A presença do capelão busca oferecer conforto e orientação espiritual em meio a perdas, deslocamentos e sofrimento causado pelo desastre.
As atividades combinam assistência material e suporte emocional, com profissionais de saúde e assistência social trabalhando de forma integrada, conforme informação divulgada pela Marinha do Brasil
A Marinha do Brasil enviou à Venezuela o Capelão Naval 1º Tenente Padre Adilson Silva para integrar a Capelania Operativa do Comando da Divisão Litorânea da Força de Fuzileiros da Esquadra, subordinada ao 2º Contingente da Força de Resposta Imediata a Desastres Ambientais (FRIDA).
Atividades religiosas e apoio espiritual
Nas áreas de atendimento, o capelão da Marinha celebra a Santa Missa e administra o sacramento da Reconciliação por meio de confissões, oferecendo um espaço de escuta e acolhimento.
Essas ações religiosas são apresentadas como complemento ao socorro material, levando conforto e esperança a famílias que perderam parentes e bens no desastre.
Atuação multidisciplinar, psicologia e assistência social
O trabalho do Padre Adilson Silva ocorre em conjunto com psicólogos e assistentes sociais, formando uma abordagem voltada ao cuidado integral das vítimas.
Essa integração busca atender necessidades emocionais e práticas, como orientação e encaminhamentos, além do suporte espiritual.
Apoio aos militares envolvidos na operação
Além das comunidades afetadas, a atuação da Capelania Naval oferece suporte aos próprios militares do contingente, que convivem diretamente com situações de emergência e sofrimento humano.

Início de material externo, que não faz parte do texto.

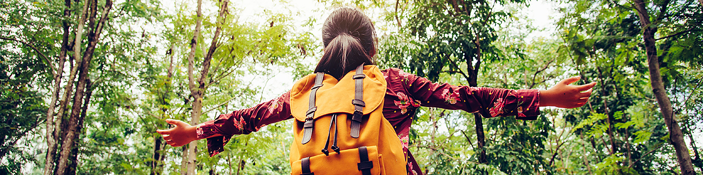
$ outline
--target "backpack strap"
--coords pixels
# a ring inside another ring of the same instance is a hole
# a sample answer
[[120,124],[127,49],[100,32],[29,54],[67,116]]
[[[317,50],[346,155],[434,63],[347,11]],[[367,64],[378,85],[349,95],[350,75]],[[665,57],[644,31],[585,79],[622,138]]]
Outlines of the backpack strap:
[[301,144],[305,144],[310,141],[310,139],[312,138],[312,129],[315,125],[315,121],[313,118],[315,116],[315,111],[317,111],[317,106],[315,106],[315,94],[317,93],[317,90],[322,87],[322,79],[325,77],[325,73],[318,72],[315,75],[315,85],[312,87],[310,91],[310,103],[308,111],[306,113],[305,116],[305,123],[303,124],[303,139]]
[[354,99],[352,100],[354,104],[354,115],[352,117],[352,131],[349,133],[352,137],[359,138],[359,130],[361,127],[361,122],[363,120],[363,107],[366,104],[363,102],[363,78],[366,75],[363,74],[363,64],[356,66],[356,74],[352,77],[356,83],[354,88]]
[[356,167],[359,171],[361,171],[361,174],[371,175],[373,162],[368,160],[368,151],[366,150],[366,146],[359,147],[359,160],[361,162],[357,163]]
[[301,160],[300,165],[301,172],[302,172],[302,174],[300,174],[300,175],[315,175],[314,173],[310,172],[310,157]]

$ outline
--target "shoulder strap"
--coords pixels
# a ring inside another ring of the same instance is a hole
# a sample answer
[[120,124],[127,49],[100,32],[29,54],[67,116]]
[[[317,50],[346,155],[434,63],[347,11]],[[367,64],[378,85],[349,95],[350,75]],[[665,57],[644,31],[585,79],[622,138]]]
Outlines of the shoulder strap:
[[352,77],[356,83],[354,88],[354,99],[352,100],[352,104],[354,106],[354,115],[352,117],[352,131],[349,134],[352,137],[359,138],[359,130],[361,127],[361,122],[363,120],[363,107],[366,106],[363,102],[363,78],[366,75],[363,74],[363,64],[356,66],[356,74]]
[[303,139],[301,144],[305,144],[310,141],[310,139],[312,138],[312,128],[315,125],[315,121],[313,117],[315,116],[315,111],[317,111],[317,106],[315,106],[315,94],[317,93],[317,90],[322,87],[322,79],[325,77],[325,73],[318,72],[315,75],[315,85],[312,87],[310,91],[310,103],[308,106],[308,111],[306,113],[305,116],[305,123],[303,124]]

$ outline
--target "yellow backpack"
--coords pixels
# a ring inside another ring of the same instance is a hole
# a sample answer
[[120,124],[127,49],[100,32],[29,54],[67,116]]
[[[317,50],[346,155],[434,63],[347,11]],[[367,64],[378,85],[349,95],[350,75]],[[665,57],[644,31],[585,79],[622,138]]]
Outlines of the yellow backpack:
[[291,174],[407,174],[400,140],[383,117],[385,92],[374,65],[339,80],[324,73],[298,80],[290,91]]

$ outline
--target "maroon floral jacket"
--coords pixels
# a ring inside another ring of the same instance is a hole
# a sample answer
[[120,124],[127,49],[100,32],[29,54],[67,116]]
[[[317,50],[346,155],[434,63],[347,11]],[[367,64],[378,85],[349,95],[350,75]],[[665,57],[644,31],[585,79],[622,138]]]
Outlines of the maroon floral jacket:
[[[408,134],[413,115],[420,106],[478,112],[485,118],[515,115],[520,120],[535,120],[539,115],[539,91],[456,86],[433,83],[427,78],[391,68],[382,70],[387,90],[383,115],[395,128],[403,144],[408,162],[408,174],[421,173],[408,150]],[[198,138],[207,138],[210,156],[221,152],[233,135],[258,131],[266,125],[292,118],[290,94],[255,106],[235,111],[205,122],[197,129]],[[213,136],[214,134],[223,136]]]

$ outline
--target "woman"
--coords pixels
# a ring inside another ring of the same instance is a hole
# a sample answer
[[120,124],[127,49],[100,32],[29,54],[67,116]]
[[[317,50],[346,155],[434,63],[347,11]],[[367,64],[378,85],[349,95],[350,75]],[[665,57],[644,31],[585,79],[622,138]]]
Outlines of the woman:
[[[360,10],[351,8],[337,9],[323,24],[325,53],[315,71],[324,72],[339,80],[357,65],[374,64],[375,34],[370,20]],[[520,120],[535,120],[539,115],[539,106],[583,106],[595,85],[594,82],[569,85],[579,79],[576,76],[562,80],[548,90],[513,90],[432,83],[395,68],[381,72],[387,82],[383,115],[394,126],[403,145],[408,174],[421,172],[408,151],[408,134],[414,111],[420,106],[478,112],[485,118],[515,115]],[[164,139],[172,146],[207,139],[207,148],[210,156],[213,156],[223,150],[232,135],[249,134],[266,125],[290,119],[290,113],[288,92],[273,100],[221,115],[196,126],[168,119],[166,121],[176,127],[157,132],[163,134]]]

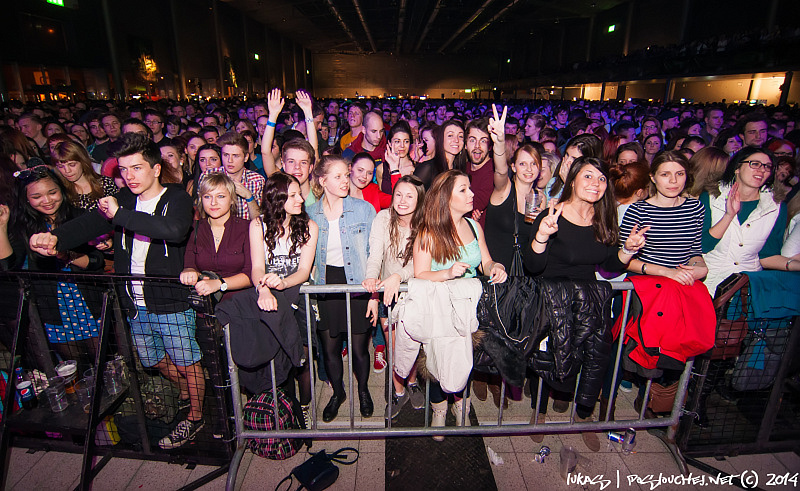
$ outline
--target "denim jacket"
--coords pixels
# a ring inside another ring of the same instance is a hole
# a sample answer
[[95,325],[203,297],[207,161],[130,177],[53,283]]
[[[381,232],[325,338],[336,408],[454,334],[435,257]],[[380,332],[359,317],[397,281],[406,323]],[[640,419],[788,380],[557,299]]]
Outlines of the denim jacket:
[[[325,284],[325,266],[328,247],[328,219],[320,199],[308,207],[308,216],[319,226],[317,253],[314,256],[314,284]],[[347,196],[342,203],[339,232],[342,237],[344,272],[348,285],[358,285],[366,278],[369,256],[369,232],[375,218],[375,208],[364,200]]]

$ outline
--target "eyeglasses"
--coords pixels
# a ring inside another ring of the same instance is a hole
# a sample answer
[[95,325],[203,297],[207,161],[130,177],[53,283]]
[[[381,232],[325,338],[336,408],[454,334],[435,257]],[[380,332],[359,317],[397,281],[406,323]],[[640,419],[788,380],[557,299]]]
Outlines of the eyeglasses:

O atendimento aos profissionais contribui para manter a resiliência e a saúde mental das equipes durante a missão.
Solidariedade brasileira e perspectivas
A presença do contingente brasileiro na Venezuela reforça a dimensão humanitária da atuação das Forças Armadas em desastres, incluindo capacidades operacionais e de saúde, psicológicas e religiosas.
Com a participação da Capelania Naval, a resposta busca ampliar não apenas o atendimento material, mas também o acompanhamento emocional e espiritual, fortalecendo a rede de apoio às famílias afetadas.